For more information about the lshw command, see this guide.

Getting specific network card info

To determine more specific information about the network card and the driver used in a specific machine, use ethtool:

ethtool [DEVICE NAME]
ethtool -i [DEVICE NAME]

For more information about ethtool, see this guide.

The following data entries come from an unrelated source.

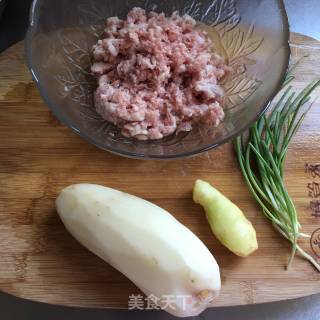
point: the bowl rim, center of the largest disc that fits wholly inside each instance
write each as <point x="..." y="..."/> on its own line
<point x="33" y="18"/>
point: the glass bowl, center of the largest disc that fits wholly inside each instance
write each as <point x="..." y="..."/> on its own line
<point x="251" y="35"/>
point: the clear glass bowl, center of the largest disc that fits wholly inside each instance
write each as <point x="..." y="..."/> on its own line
<point x="252" y="35"/>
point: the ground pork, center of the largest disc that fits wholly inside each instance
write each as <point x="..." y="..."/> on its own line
<point x="157" y="75"/>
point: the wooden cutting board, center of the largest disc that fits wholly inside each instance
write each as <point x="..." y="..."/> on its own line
<point x="39" y="260"/>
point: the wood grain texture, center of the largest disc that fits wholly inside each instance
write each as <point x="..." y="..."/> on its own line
<point x="39" y="260"/>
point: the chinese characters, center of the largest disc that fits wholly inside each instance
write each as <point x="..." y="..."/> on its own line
<point x="152" y="302"/>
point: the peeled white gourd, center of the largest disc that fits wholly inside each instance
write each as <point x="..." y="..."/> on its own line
<point x="144" y="242"/>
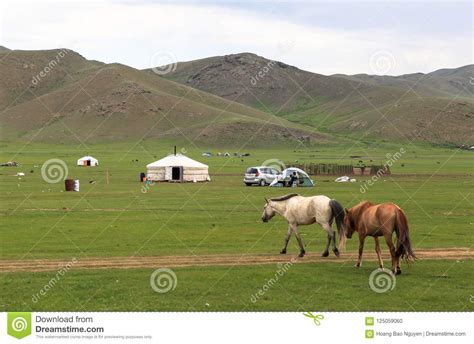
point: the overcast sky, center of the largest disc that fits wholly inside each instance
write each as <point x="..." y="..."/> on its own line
<point x="378" y="37"/>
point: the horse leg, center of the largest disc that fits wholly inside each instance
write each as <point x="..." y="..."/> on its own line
<point x="300" y="242"/>
<point x="379" y="252"/>
<point x="326" y="251"/>
<point x="361" y="250"/>
<point x="388" y="238"/>
<point x="287" y="239"/>
<point x="331" y="237"/>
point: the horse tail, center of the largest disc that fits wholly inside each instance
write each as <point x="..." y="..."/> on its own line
<point x="404" y="249"/>
<point x="338" y="214"/>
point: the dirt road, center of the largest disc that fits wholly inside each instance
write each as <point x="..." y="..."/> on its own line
<point x="36" y="265"/>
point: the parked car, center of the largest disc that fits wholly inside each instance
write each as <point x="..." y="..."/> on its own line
<point x="284" y="178"/>
<point x="260" y="175"/>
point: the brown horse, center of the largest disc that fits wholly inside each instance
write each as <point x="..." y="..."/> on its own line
<point x="375" y="220"/>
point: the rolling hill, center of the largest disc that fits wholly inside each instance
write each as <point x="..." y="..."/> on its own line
<point x="436" y="107"/>
<point x="240" y="99"/>
<point x="59" y="96"/>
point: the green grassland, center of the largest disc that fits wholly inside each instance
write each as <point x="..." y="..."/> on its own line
<point x="433" y="185"/>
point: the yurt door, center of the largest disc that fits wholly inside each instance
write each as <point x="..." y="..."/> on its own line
<point x="177" y="173"/>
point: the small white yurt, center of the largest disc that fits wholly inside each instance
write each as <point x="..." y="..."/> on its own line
<point x="88" y="161"/>
<point x="177" y="168"/>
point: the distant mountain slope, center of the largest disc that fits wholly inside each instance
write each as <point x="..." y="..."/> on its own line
<point x="261" y="83"/>
<point x="77" y="100"/>
<point x="443" y="82"/>
<point x="437" y="107"/>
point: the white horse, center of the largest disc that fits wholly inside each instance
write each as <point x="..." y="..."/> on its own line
<point x="299" y="210"/>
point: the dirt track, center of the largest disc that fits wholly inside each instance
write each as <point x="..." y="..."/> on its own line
<point x="36" y="265"/>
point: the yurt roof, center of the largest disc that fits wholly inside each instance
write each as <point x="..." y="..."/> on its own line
<point x="176" y="160"/>
<point x="88" y="157"/>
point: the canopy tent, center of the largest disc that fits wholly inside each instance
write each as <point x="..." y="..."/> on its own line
<point x="284" y="177"/>
<point x="177" y="168"/>
<point x="88" y="161"/>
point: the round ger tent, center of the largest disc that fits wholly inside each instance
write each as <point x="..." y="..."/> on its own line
<point x="88" y="161"/>
<point x="177" y="168"/>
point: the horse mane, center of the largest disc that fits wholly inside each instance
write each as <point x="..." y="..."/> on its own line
<point x="283" y="198"/>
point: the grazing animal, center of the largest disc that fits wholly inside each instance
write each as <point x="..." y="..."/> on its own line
<point x="299" y="210"/>
<point x="377" y="220"/>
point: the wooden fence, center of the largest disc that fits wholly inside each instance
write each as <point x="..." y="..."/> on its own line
<point x="341" y="170"/>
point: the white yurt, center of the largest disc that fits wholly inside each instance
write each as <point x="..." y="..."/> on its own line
<point x="88" y="161"/>
<point x="177" y="168"/>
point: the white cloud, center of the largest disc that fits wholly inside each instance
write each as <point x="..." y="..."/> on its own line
<point x="133" y="33"/>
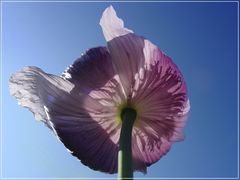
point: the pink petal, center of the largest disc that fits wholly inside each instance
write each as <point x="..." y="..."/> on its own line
<point x="73" y="108"/>
<point x="91" y="71"/>
<point x="161" y="95"/>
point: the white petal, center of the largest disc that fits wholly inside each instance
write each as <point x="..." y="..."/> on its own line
<point x="112" y="26"/>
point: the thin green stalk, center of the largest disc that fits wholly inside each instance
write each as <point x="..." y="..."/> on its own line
<point x="125" y="165"/>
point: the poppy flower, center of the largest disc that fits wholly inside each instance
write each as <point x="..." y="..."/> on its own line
<point x="83" y="106"/>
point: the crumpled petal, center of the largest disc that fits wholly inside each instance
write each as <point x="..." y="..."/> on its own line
<point x="125" y="48"/>
<point x="161" y="96"/>
<point x="85" y="125"/>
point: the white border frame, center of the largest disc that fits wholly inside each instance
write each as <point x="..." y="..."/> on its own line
<point x="114" y="1"/>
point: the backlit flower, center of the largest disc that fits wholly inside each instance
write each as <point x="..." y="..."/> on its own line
<point x="83" y="106"/>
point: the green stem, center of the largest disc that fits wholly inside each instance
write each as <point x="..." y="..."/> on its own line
<point x="125" y="165"/>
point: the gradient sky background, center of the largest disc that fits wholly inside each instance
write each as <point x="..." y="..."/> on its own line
<point x="200" y="37"/>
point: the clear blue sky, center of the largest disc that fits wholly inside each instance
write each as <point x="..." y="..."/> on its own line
<point x="200" y="37"/>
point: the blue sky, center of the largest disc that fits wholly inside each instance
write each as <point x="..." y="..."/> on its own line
<point x="200" y="37"/>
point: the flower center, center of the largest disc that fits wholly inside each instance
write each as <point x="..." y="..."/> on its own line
<point x="131" y="113"/>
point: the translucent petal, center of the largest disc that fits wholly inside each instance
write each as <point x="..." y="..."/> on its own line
<point x="85" y="125"/>
<point x="161" y="97"/>
<point x="126" y="48"/>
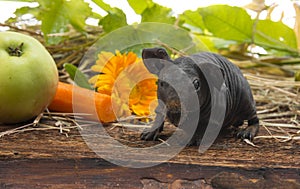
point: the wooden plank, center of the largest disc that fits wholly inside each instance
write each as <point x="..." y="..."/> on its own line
<point x="43" y="159"/>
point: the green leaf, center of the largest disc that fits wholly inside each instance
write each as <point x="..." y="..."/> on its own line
<point x="24" y="10"/>
<point x="194" y="19"/>
<point x="113" y="20"/>
<point x="297" y="76"/>
<point x="136" y="37"/>
<point x="57" y="14"/>
<point x="140" y="5"/>
<point x="275" y="35"/>
<point x="232" y="23"/>
<point x="106" y="7"/>
<point x="158" y="13"/>
<point x="77" y="76"/>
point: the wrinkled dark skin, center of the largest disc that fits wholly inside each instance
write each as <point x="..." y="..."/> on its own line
<point x="240" y="104"/>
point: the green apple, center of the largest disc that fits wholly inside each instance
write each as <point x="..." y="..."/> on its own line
<point x="28" y="77"/>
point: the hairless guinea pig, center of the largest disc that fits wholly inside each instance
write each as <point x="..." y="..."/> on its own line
<point x="239" y="104"/>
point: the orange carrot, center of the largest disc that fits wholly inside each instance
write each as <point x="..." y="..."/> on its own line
<point x="70" y="99"/>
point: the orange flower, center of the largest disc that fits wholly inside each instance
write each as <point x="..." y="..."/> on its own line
<point x="125" y="78"/>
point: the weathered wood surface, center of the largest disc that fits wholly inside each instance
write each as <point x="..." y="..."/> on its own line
<point x="47" y="159"/>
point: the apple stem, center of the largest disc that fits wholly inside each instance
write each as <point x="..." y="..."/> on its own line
<point x="15" y="51"/>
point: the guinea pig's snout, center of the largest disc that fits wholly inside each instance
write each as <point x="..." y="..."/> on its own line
<point x="173" y="105"/>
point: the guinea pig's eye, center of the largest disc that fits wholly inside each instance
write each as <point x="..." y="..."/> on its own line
<point x="161" y="83"/>
<point x="196" y="83"/>
<point x="162" y="52"/>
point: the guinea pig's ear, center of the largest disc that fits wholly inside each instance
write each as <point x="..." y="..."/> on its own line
<point x="154" y="65"/>
<point x="213" y="74"/>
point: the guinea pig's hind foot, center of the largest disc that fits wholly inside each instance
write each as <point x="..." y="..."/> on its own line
<point x="250" y="131"/>
<point x="150" y="134"/>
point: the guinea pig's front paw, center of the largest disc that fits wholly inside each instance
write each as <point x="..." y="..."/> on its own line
<point x="248" y="133"/>
<point x="150" y="134"/>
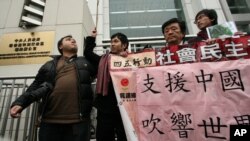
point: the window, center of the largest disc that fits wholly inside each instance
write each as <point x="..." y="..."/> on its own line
<point x="142" y="18"/>
<point x="239" y="6"/>
<point x="32" y="14"/>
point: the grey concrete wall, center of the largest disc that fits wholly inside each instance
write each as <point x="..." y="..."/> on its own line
<point x="64" y="17"/>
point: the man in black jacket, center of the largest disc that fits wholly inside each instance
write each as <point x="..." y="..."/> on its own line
<point x="65" y="110"/>
<point x="109" y="121"/>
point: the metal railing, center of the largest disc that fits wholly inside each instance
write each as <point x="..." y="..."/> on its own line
<point x="23" y="128"/>
<point x="26" y="127"/>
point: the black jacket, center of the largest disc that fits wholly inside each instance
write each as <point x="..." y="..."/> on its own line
<point x="41" y="86"/>
<point x="105" y="104"/>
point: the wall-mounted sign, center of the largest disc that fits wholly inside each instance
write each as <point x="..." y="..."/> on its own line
<point x="26" y="48"/>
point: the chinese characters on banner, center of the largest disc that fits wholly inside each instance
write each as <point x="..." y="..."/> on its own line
<point x="190" y="102"/>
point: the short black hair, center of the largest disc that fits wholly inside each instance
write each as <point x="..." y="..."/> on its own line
<point x="59" y="43"/>
<point x="175" y="20"/>
<point x="122" y="37"/>
<point x="210" y="13"/>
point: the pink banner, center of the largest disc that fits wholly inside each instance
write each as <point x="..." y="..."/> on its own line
<point x="189" y="102"/>
<point x="222" y="50"/>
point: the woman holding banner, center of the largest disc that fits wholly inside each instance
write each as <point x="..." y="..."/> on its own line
<point x="109" y="122"/>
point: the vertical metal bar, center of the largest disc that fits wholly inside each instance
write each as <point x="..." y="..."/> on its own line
<point x="1" y="85"/>
<point x="26" y="122"/>
<point x="12" y="120"/>
<point x="3" y="103"/>
<point x="33" y="120"/>
<point x="19" y="120"/>
<point x="6" y="114"/>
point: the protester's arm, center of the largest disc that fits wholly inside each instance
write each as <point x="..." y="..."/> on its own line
<point x="28" y="97"/>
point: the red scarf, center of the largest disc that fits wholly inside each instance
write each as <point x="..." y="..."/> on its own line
<point x="103" y="76"/>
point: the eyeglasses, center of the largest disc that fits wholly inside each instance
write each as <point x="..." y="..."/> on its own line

Figuring out firewall rules

Many Linux distributions pre-deploy firewall rules or services such as firewalld for basic system security. Those may get in your way when setting up networks. On Linux systems, packet filters are implemented using iptables or nftables, the latter being newer but having a compatibility interface to iptables. Here is how to get a list of all applied rules:

iptables -S

Remember that both iptables and nftables follow the “first rule match” principle. That means that an incoming packet is dealt with according to the first matching rule.

Deprecated tools

You may be familiar with older networking utilities such as arp, ifconfig, or route. These tools are now deprecated and succeeded by ip. The netstat tool is superceded by ss.

Conclusion

This article has provided an overview of various tools available on Linux systems for troubleshooting networking issues. Although these tools may not solve every networking problem, it's always good to know where to get the proper information. If nothing else, having this info readily available will make support calls go faster.